Now it may sound like a petty gripe to you but this nasty attitude regarding both young people and people who do not have $200,000 motor homes and CHOOSE to live in smaller vehicles quite happily, needs to stop. My case is a classic example of why you should never judge a book by its cover. In both cases Gareth and I were treated like dirt, yet we were the ones responsible for helping them to enjoy their stay. They were just lucky I was too embarrassed and shaken to ask them to leave. They were also extremely lucky in the second scenario that Gareth was not there to witness their treatment of me! Even so, it has affected me to the point that, even a couple of weeks later, I am still very wary of meeting and greeting people who display that same sticker. Fortunately everybody since has been lovely and have gone out of their way to introduce themselves first.

Us with John and Lynette.  Hooray for good people!

As I said at the start of my post, I don't like writing about anything negative unless I have a positive to follow on with. And as luck would have it, around the same time we bumped into John and Lynette. When I say bumped into I mean quite literally! We were out for a walk and got talking, as happens a lot. Most people always want to know your story; where you come from, how long you've been on the road and what you do and I mentioned I was a writer for Motorhomes, Caravans & Destinations magazine. 'I got an message the other day from someone called Jackie about an article she's writing', the woman said. 'That's me!' I said in disbelief. 'No way! I'm Lynette!' we both burst out laughing. I had no idea where she was when I contacted her, she could have been anywhere and she didn't know where I was either! We chatted for a while and then they said 'We're going across the road to the Town & Country Club a bit later, feel free to join us!' So we did, and the warmth of these lovely people, not to mention Lynette's infectious laugh really restored my faith in humanity.

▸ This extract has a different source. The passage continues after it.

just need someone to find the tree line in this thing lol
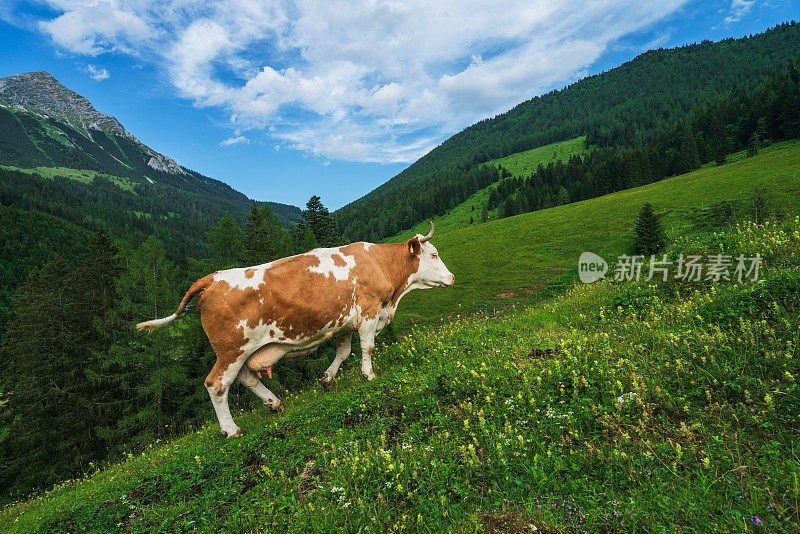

A few days later I received a message from her. We're moving on today. Will be pop in for a coffee after lunch before we go'. 'Lynette and John are coming over soon', I smiled to Gareth. 'Oh heck, hang on!' I quickly messaged back. 'Be great to see you - but we don't have any mugs or milk as we don't drink coffee!' 'No problem, we'll bring our house to yours!' came the reply. And sure enough, their 9 metre bus rolled alongside us shortly after. They've got that same sticker too; as do many of our favourite people who we've met on the road. And as they say, just because you find one bad apple doesn't mean you should give up the whole tree. I just appreciate the good ones I meet even more now!


  1. Snobs Jackie that's all they are brush them off and move on like you would the dirt on your shoes. They don't deserve to know you

  2. I totally agree with Gary! Have a great New Year and many happy travels.